Joseph A. Fisher is a Hewlett-Packard Senior Fellow (Emeritus) at HP Labs, where he worked since 1990 in instruction-level parallelism and in custom embedded VLIW processors and their compilers. Josh studied at the Courant Institute of NYU (B.A., M.A., and then Ph.D. in 1979), where he devised the Trace Scheduling compiler algorithm and coined the term Instruction-level Parallelism. At HP, Fisher started and managed the HP Labs Cambridge (Mass) research laboratory. As a professor at Yale University, he created and named VLIW Architectures and invented many of the fundamental technologies of ILP.
In 1984, he started Multiflow Computer with two members of his Yale team. Josh won an NSF Presidential Young Investigator Award in 1984, was the 1987 Connecticut Eli Whitney Entrepreneur of the Year, and in 2003 received the ACM/IEEE Eckert-Mauchly Award. Josh retired from HP in 2006.

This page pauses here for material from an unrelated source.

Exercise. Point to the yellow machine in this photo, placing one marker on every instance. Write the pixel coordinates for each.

2012 B. Ramakrishna Rau Award
“For the development of trace scheduling compilation and pioneering work in VLIW (Very Long Instruction Word) architectures.”
Learn more about the B. Ramakrishna Rau Award
2003 Eckert-Mauchly Award
“In recognition of 25 years of seminal contributions to instruction-level parallelism, pioneering work on VLIW architectures, and the formulation of the Trace Scheduling compilation technique.”